Coming into Fight Club makes my stomach muscles tense up—not so much that I don’t like the fighting part, I do. It’s just this place has a lot of bad memories for me. First, with Frat Boy kissing me and all the guys getting mad at me for no reason. And second, the part that makes me feel the most sick, is last night, when I saw West kissing that brunette girl.
He doesn’t even like blondes
.
That’s what I was told when I first moved into the condo—Kal told me that.
I don’t know why I care anyway. I don’t even like West.

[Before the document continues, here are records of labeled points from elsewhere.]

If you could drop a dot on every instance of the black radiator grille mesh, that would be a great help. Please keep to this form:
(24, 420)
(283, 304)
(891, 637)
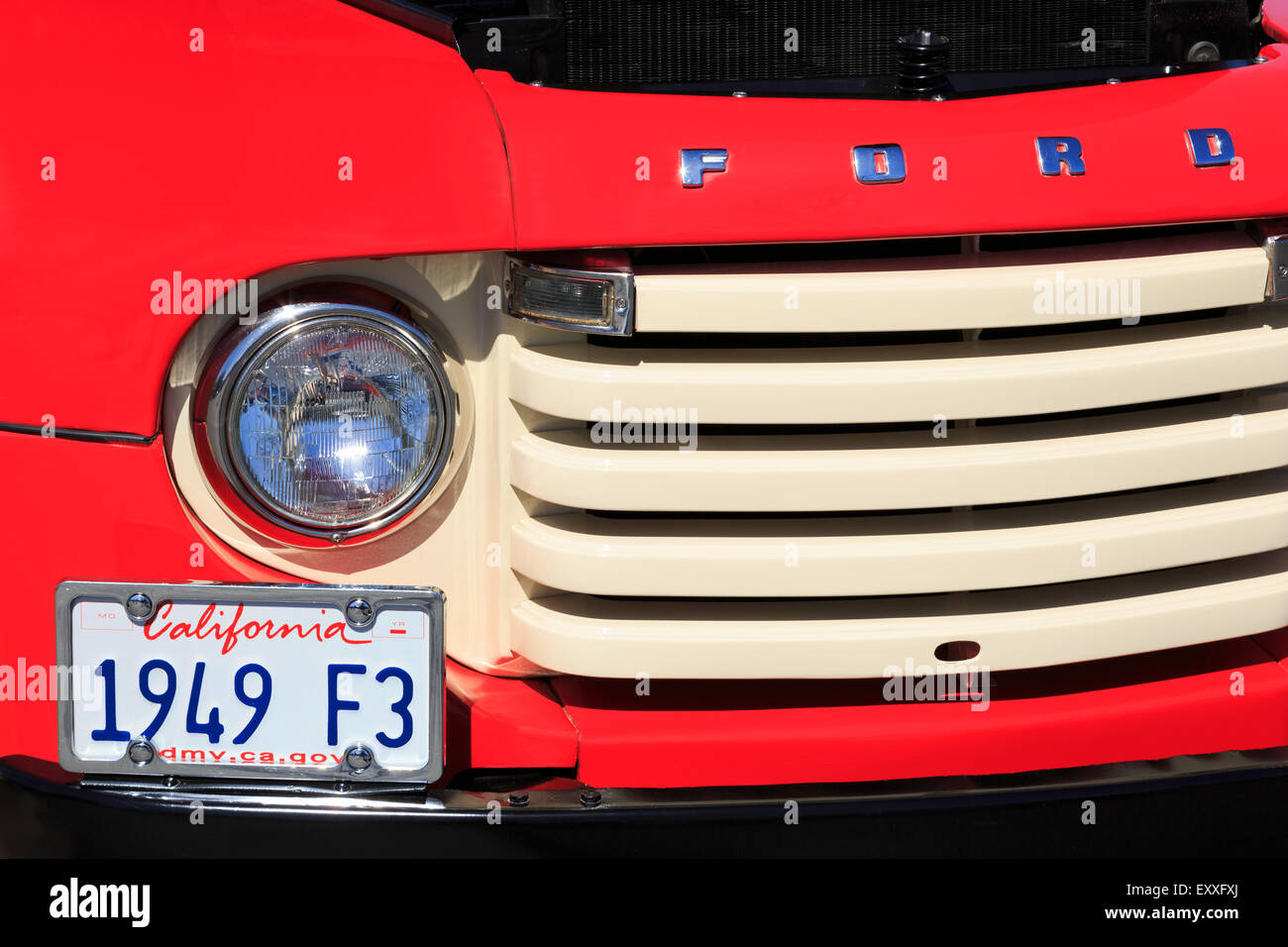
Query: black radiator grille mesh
(629, 42)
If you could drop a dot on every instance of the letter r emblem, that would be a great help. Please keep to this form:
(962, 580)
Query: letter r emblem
(1060, 153)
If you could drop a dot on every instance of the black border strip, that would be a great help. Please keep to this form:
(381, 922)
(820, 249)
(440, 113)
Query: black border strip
(123, 437)
(735, 802)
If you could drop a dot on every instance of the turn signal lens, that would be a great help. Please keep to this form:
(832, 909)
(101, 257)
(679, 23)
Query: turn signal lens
(588, 300)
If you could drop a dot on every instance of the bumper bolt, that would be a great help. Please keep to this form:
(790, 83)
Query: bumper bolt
(141, 753)
(357, 758)
(360, 612)
(140, 607)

Heads turn to look at us—partly because I’m with West, who appears to be a superstar at Fight Club. The other part of the stares is because I’m wearing a dress—a pink one at that. I figure if West is going to call me Princess, I might as well play the part well. Part of me regrets the decision, but I know that once I get into the ring I will fight just as well in this dress as any of the girls fight in their workout gear.
“Regretting the dress?” West leans closer, whispering the words in my ear.

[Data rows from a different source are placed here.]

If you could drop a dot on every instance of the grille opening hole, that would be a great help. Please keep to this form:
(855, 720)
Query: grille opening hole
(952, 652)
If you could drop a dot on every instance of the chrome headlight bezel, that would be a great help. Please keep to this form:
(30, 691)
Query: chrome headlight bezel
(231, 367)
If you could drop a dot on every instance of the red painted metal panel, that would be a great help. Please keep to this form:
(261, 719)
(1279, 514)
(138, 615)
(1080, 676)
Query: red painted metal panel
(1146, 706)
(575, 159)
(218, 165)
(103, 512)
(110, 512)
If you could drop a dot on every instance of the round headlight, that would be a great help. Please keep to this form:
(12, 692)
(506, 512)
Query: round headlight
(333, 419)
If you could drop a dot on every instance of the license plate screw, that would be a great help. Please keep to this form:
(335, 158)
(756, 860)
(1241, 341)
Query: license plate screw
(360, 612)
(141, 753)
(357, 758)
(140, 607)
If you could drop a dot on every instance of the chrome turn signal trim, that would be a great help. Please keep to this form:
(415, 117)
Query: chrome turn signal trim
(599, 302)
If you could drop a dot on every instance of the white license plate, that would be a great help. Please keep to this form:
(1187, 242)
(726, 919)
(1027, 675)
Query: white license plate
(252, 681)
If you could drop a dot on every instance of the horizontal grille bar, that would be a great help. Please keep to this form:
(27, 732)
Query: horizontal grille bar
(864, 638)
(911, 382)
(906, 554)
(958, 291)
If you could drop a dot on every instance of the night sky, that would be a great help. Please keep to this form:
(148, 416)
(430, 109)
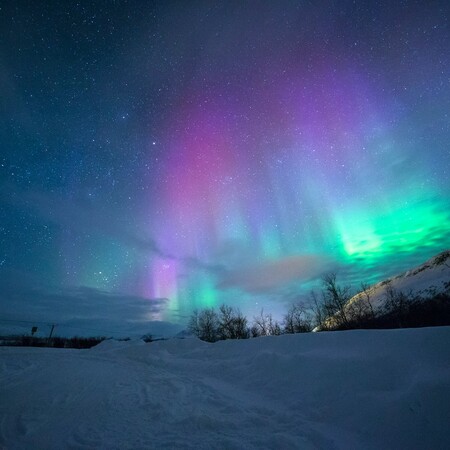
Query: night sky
(158, 157)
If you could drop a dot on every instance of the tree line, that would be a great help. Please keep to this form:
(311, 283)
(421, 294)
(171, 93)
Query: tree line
(329, 310)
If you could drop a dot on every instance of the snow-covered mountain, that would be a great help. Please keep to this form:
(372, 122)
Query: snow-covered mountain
(424, 281)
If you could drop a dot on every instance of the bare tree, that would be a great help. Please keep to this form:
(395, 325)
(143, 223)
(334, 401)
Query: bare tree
(296, 320)
(265, 325)
(396, 304)
(319, 313)
(204, 324)
(232, 323)
(335, 299)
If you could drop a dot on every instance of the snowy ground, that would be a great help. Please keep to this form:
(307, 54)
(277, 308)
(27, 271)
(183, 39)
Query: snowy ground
(380, 389)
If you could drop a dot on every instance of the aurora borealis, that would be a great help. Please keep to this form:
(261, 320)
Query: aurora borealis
(196, 153)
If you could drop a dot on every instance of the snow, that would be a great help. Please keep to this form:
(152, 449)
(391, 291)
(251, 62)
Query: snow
(426, 280)
(366, 389)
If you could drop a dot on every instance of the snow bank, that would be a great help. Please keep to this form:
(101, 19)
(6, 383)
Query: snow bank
(366, 389)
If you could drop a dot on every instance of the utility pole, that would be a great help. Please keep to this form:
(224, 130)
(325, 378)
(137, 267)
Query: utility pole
(51, 332)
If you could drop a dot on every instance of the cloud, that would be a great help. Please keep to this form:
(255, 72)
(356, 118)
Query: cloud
(79, 310)
(272, 275)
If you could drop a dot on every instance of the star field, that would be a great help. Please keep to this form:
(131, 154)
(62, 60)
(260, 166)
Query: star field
(210, 152)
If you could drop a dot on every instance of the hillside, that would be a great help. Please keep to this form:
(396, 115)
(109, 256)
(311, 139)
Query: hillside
(425, 281)
(373, 389)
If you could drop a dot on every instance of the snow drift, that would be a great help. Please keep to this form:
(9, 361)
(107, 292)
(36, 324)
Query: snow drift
(372, 389)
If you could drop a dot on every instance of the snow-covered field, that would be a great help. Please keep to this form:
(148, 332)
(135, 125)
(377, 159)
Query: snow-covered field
(378, 389)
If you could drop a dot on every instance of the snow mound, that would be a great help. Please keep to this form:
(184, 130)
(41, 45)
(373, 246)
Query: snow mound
(354, 389)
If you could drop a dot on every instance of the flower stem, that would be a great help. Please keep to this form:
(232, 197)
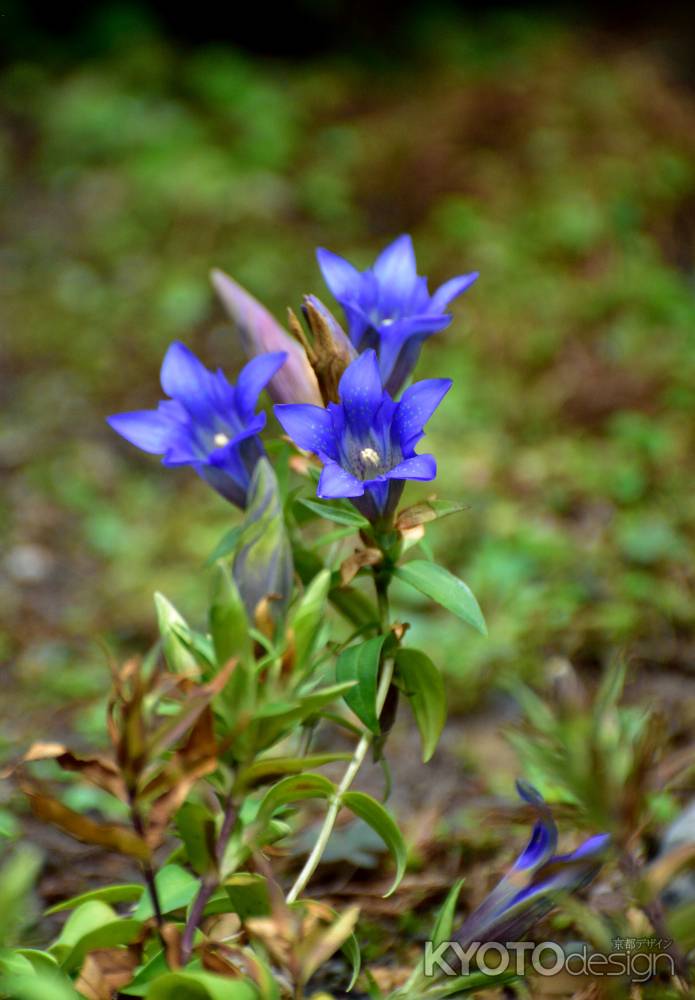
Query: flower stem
(360, 753)
(208, 885)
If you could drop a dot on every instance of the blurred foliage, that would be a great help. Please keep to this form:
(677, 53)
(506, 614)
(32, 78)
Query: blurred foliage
(560, 165)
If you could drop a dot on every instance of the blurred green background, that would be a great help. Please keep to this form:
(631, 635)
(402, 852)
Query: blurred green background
(555, 156)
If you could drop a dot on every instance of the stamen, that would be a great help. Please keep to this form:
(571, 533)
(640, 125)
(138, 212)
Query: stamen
(370, 457)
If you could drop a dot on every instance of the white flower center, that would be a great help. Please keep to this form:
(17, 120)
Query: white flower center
(370, 457)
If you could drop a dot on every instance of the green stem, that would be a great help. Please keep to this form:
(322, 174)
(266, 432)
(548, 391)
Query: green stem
(360, 753)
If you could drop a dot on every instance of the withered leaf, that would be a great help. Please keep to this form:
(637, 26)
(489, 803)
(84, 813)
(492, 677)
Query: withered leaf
(117, 838)
(354, 563)
(98, 770)
(105, 971)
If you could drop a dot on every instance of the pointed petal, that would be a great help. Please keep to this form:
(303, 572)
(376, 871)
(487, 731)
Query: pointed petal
(422, 467)
(295, 382)
(253, 378)
(342, 278)
(452, 288)
(310, 427)
(335, 482)
(149, 430)
(361, 392)
(395, 266)
(400, 342)
(417, 406)
(185, 378)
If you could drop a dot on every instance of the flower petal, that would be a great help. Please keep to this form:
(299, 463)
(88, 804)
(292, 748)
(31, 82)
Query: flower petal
(342, 278)
(395, 339)
(295, 382)
(450, 290)
(185, 378)
(395, 267)
(150, 430)
(310, 427)
(422, 467)
(416, 407)
(361, 392)
(335, 483)
(253, 378)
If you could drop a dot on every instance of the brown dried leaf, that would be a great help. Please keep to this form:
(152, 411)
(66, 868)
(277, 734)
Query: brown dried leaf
(105, 971)
(98, 770)
(117, 838)
(354, 563)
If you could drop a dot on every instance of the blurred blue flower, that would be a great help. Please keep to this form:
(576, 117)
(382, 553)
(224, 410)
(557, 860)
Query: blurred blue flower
(529, 890)
(208, 423)
(389, 308)
(367, 441)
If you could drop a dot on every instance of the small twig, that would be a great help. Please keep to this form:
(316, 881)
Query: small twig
(360, 753)
(654, 912)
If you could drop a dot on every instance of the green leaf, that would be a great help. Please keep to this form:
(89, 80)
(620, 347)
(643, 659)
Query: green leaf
(129, 893)
(228, 621)
(361, 664)
(381, 821)
(263, 557)
(444, 924)
(351, 950)
(296, 788)
(172, 626)
(175, 887)
(423, 686)
(38, 985)
(200, 986)
(446, 589)
(338, 514)
(308, 617)
(248, 894)
(87, 917)
(195, 825)
(119, 932)
(225, 547)
(272, 767)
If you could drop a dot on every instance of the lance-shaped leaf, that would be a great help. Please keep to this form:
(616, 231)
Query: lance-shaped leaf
(360, 663)
(229, 623)
(446, 589)
(173, 628)
(307, 618)
(260, 333)
(295, 788)
(262, 565)
(381, 821)
(423, 686)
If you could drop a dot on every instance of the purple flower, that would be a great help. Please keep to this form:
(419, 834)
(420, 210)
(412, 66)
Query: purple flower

I hate how his whisper causes chills to break out on my arms. I narrow my eyes at him. “No. I’ll kick the butt of whoever you put in that ring with me. Maybe this time you can choose somebody who will actually be a challenge.”
West smirks. “Whatever you say, Princess.”
He lets go of my hand and walks away, leaving me at the front of the ring by myself. It doesn’t matter—I don’t need him to hold my hand. But it is weird to be standing here alone. I’m not used to being alone. Our two-bedroom condo is so small to have five people living in it. And since the guys moved me into their room, I literally have no time to myself. Somebody is always around. Now that I’m alone, I can’t help but feel a little lonely.
I glance around, looking for West. I hate that I am looking for him. I try to tell myself I’m only looking because I’m worried he will leave me here, but that’s not true. West Newman just consumes my thoughts more than I care to admit.
Jealousy hits me hard when I find West standing at the edge of the room. He’s standing next to a ginger haired girl tonight. They are standing way closer than I’d like for them to be. I have to remind myself that I have no claim on West. We shared one kiss, and that was weeks ago. We aren’t anything but friends. Still, as he leans closer to her and he kisses her, something comes over me.